Выбор на Джамбул пал неслучайно. Во-первых, там было надёжное банковское хранилище, во-вторых, это тихий город, в котором можно работать, не привлекая лишнего внимания. К тому же, люди, работающие в Джамбульском филиале банка, были на хорошем счету у руководства и считались надёжными. Параллельно с перевозкой денег по всему городу была активизирована оперативно-розыскная деятельность. Во время перевоза денег встречались люди, которые интересовались: «А что это в ящиках? Куда вы это везёте?» Всех этих людей мы потом проверили, но связи с криминальным миром или зарубежными спецслужбами выявлены не были.

На этом наша миссия не закончилась. Осенью 1993 года вышел указ президента о том, что с 15 ноября в обращение вводится казахстанская валюта — тенге. И в Джамбул начали съезжаться представители всех областей в сопровождении спецслужб и при вооружённой охране. Ближние регионы, например, Шымкент, приезжали на машинах, другие на поездах, третьи - на самолётах. За восемь дней все деньги были развезены по банкам Казахстана. Один тенге тогда стоил 500 рублей или 4 доллара 72 цента. На первых этапах тенге был очень сильной валютой.

90-е: время разведчиков

В1995 я стал председателем КНБ Республики Казахстан. Молодое государство только налаживало внешние и экономические связи, многие заводы и фабрики работали не на должном уровне. Работы не было, денег не было, нам тоже зарплату задерживали. Помню, как в Джамбуле и Шымкенте отключали свет и отопление, люди готовили пищу на улице. Много было смутьянов, появились всякие национальные течения, каждый пытался по-своему обосновать свои стремления. Комитет работал напряжённо, владел обстановкой, влиял на стабилизацию, не допускал массовых беспорядков.

В 1997 году я ушёл на пенсию, а через несколько месяцев в квартире зазвонил телефон - это был Нурсултан Назарбаев. Спрашивает: «Что делаешь?» «Дома, - отвечаю, - телевизор смотрю». Президент рассказал, что создаётся первая казахстанская разведка «Барлау» и пригласил работать заместителем. Разумеется, я согласился. На первых порах решались административные вопросы: здание, техническое оснащение, спецтехника, кадры. В бытность работы в КНБ мы развили хорошие внешние связи со спецслужбами других стран - начиная от ЦРУ, заканчивая корейскими спецслужбами. И новая служба разведки начала закреплять эти связи в интересах безопасности Казахстана. А потом наступил финансовый кризис и проект «Барлау» закрылся. И я был направлен советником безопасности в Ташкент для связи с узбекскими спецслужбами.
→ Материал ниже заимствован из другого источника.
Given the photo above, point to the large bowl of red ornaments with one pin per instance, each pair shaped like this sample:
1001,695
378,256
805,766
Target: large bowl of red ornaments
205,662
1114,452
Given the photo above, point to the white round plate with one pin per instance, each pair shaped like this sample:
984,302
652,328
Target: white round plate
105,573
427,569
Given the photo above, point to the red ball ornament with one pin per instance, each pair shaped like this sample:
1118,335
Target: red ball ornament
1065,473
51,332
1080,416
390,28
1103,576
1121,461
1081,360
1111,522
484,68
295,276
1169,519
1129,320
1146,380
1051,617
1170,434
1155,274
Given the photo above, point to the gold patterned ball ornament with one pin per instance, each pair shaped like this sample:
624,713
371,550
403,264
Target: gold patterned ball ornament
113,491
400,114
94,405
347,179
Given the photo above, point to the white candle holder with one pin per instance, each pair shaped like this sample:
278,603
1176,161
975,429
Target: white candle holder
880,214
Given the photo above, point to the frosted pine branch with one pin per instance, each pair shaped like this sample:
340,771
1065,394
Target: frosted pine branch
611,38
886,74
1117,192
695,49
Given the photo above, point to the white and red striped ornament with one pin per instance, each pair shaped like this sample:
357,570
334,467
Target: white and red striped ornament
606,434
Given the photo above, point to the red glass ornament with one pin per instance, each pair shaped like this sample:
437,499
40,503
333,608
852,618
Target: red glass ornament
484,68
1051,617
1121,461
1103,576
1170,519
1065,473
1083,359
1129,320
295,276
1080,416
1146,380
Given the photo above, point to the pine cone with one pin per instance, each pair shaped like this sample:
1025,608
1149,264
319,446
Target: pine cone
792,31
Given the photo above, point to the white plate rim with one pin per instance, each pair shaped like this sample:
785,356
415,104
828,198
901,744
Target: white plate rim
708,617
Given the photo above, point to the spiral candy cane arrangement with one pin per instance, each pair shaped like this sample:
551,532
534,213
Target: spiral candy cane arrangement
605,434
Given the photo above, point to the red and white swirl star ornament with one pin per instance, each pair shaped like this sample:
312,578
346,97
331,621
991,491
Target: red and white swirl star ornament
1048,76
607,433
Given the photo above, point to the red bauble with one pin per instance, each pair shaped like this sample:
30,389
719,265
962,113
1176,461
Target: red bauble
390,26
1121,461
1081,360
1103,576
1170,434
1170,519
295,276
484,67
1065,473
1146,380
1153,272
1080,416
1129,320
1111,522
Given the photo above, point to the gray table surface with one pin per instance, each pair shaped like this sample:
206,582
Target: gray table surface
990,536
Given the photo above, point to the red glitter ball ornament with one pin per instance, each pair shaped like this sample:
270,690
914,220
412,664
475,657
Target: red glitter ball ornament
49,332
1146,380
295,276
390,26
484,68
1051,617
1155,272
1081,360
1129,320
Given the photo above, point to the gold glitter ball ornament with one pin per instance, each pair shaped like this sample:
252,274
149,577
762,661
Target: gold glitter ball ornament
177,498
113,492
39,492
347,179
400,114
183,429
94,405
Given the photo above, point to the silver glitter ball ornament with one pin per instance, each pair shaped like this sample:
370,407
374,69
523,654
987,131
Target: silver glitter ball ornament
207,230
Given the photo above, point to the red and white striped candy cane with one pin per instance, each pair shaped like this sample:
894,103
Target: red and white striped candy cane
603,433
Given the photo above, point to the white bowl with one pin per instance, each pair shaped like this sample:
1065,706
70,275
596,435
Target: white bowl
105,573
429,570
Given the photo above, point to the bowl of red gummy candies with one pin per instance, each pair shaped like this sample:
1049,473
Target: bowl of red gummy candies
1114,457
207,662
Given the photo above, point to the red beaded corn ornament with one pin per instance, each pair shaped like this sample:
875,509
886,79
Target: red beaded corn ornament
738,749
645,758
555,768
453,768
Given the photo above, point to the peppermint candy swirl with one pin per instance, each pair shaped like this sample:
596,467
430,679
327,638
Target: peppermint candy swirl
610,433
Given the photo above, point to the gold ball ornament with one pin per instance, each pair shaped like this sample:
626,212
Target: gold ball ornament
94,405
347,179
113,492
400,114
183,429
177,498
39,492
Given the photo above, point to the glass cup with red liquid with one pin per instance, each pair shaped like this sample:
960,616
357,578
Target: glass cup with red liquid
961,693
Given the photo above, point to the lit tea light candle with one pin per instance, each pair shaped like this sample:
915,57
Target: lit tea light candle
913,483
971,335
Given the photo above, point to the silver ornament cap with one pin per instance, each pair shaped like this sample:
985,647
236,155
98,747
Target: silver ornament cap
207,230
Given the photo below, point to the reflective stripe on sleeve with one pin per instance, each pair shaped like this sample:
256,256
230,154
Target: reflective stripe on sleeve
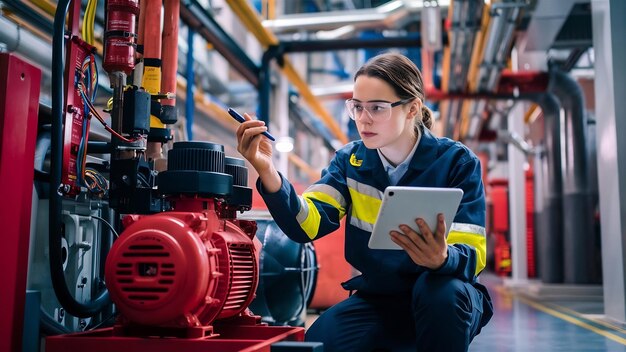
327,194
365,226
309,216
472,235
366,201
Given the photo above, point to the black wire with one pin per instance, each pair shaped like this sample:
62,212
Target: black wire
108,225
103,322
57,274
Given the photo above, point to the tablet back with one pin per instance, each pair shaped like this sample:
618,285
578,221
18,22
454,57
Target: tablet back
402,205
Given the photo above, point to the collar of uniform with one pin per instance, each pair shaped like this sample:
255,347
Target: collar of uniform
426,152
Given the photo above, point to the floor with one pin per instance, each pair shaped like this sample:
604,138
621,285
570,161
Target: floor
537,317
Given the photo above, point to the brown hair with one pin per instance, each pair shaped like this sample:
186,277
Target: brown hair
402,75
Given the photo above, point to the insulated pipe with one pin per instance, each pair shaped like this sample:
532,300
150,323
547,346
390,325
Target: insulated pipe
548,188
579,258
169,55
25,43
549,219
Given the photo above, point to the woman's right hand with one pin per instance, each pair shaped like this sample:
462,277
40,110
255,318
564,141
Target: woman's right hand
253,146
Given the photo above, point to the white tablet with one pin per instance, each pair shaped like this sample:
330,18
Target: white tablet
402,205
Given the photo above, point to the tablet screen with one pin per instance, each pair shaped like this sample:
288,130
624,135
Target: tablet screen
402,205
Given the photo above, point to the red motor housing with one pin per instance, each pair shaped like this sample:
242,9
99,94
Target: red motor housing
120,34
180,269
193,265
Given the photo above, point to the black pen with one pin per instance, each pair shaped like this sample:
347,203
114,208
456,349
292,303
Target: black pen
237,116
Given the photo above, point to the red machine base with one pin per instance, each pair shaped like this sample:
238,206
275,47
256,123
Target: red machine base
230,339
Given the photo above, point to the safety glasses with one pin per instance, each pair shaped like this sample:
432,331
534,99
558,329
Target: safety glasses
377,110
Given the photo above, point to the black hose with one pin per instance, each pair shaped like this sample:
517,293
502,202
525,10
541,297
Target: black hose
49,326
71,305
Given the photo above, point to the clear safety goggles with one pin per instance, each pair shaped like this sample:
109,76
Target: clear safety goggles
377,110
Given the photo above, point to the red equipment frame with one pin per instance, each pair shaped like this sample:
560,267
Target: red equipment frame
231,338
19,108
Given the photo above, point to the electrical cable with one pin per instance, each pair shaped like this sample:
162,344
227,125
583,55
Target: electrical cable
108,225
59,284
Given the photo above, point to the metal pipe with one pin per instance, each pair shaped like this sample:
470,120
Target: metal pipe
391,14
25,43
305,46
249,18
189,74
197,18
169,56
578,229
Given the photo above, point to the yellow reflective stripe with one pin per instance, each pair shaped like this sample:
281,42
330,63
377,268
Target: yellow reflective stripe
304,210
365,226
469,228
364,207
311,223
364,188
476,240
327,194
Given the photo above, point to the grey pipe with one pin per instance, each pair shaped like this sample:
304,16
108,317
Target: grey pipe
578,229
547,213
25,43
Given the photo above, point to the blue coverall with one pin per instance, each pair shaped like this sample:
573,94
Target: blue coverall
398,305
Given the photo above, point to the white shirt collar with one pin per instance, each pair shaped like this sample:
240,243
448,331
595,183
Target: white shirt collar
387,165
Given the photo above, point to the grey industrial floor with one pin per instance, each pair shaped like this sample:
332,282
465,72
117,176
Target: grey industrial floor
539,317
536,317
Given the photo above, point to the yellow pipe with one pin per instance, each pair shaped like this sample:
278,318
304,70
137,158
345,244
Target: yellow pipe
45,5
250,19
271,9
307,95
313,174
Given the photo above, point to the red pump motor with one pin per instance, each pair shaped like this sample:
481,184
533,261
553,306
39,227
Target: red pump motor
188,267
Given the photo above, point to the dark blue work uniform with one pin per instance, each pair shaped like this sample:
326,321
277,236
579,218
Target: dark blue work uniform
398,305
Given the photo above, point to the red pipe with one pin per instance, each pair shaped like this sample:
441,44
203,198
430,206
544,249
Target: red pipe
152,31
170,49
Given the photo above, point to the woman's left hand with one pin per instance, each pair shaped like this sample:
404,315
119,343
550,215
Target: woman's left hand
427,249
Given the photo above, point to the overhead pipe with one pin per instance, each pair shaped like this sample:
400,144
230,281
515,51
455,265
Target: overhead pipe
197,18
391,14
548,176
250,19
580,263
25,43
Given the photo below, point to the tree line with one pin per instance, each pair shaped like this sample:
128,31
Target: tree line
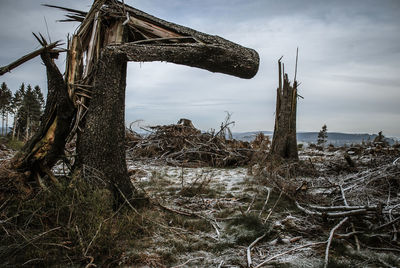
25,106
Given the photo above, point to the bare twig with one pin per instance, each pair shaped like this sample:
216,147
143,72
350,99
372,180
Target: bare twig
186,262
266,201
330,240
249,261
287,252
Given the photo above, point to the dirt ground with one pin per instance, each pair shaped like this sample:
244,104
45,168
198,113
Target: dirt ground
255,217
228,209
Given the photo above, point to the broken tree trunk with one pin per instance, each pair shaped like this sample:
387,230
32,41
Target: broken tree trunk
101,145
284,142
46,147
90,100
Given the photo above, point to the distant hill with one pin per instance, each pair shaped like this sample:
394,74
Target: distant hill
335,138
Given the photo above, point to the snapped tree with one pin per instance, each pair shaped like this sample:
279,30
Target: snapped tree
322,136
284,141
89,101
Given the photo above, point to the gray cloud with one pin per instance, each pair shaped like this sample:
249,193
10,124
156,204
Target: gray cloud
349,61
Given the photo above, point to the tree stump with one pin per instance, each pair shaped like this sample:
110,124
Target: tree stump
284,142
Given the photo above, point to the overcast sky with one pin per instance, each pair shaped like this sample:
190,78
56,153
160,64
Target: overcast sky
349,61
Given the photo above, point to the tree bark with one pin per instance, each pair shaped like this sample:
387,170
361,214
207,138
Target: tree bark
46,147
101,144
284,142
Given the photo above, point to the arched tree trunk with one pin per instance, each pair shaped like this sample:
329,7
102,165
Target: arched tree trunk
101,144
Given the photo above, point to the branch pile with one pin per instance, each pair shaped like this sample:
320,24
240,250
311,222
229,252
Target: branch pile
183,145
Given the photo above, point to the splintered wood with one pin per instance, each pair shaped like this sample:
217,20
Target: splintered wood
184,145
284,142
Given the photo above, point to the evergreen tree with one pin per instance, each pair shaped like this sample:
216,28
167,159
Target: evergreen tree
322,136
5,104
16,104
30,111
39,97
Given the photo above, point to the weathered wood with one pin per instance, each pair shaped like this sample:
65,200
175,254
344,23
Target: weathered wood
46,147
238,61
102,143
284,142
26,58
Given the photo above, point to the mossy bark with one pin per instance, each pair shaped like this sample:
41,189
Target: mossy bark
101,144
46,147
284,142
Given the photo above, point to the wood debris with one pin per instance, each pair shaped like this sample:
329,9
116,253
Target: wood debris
184,145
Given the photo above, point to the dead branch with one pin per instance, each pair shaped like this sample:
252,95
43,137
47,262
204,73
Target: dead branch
289,251
248,251
27,57
330,240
В 2003 году меня назначили советником посланником посольства Казахстана в Москве, взаимодействовать с ФСБ и разведкой России. Это было интересное время. Мы проводили дни Казахстана в России, затем дни России в Казахстане. Приезжал президент, было много делегаций. Конечно, пришлось серьёзно потрудиться - каждый визит это обеспечение безопасности совместно с российскими спецслужбами, с охраной президента. В то время мы решили много вопросов по взаимодействию с ФСБ для безопасности Казахстана.

А в 2004 году я стал работать заместителем директора исполкома региональной антитеррористической структуры (РАТС) при Шанхайской организации сотрудничества. Сначала в административно-финансовом направлении, потом перешёл на аналитику.

В 2010 году я стал директором РАТС ШОС. Это очень хорошая площадка для международного общения, обмена положительным опытом по взаимодействию в борьбе с международным терроризмом. За это время я побывал во всех странах-участницах ШОС, даже в Пешавар выезжали - это самый опасный район Пакистана.

Большой опыт в борьбе с экстремистами был у Шри-Ланки. В течение 30 лет они боролись с террористической организацией ТОТИ (Тигры освобождения Тамил-Илама). Террористы держали 23% территории страны, у них была армия, авиация и флот. Но шри-ланкийцы всё равно их победили и начали строить мирную жизнь.

Как победить терроризм?

ШОС — это в первую очередь не военная, а дипломатическая структура. Туда входят Казахстан, Китай, Россия, Таджикистан, Узбекистан и Киргизия. Есть ещё страны-наблюдатели - Индия, Пакистан (в этом году обе страны были приняты в ШОС - V), Иран, Монголия, Турция, Афганистан. Есть партнёры по диалогу - Шри-Ланка и Белоруссия.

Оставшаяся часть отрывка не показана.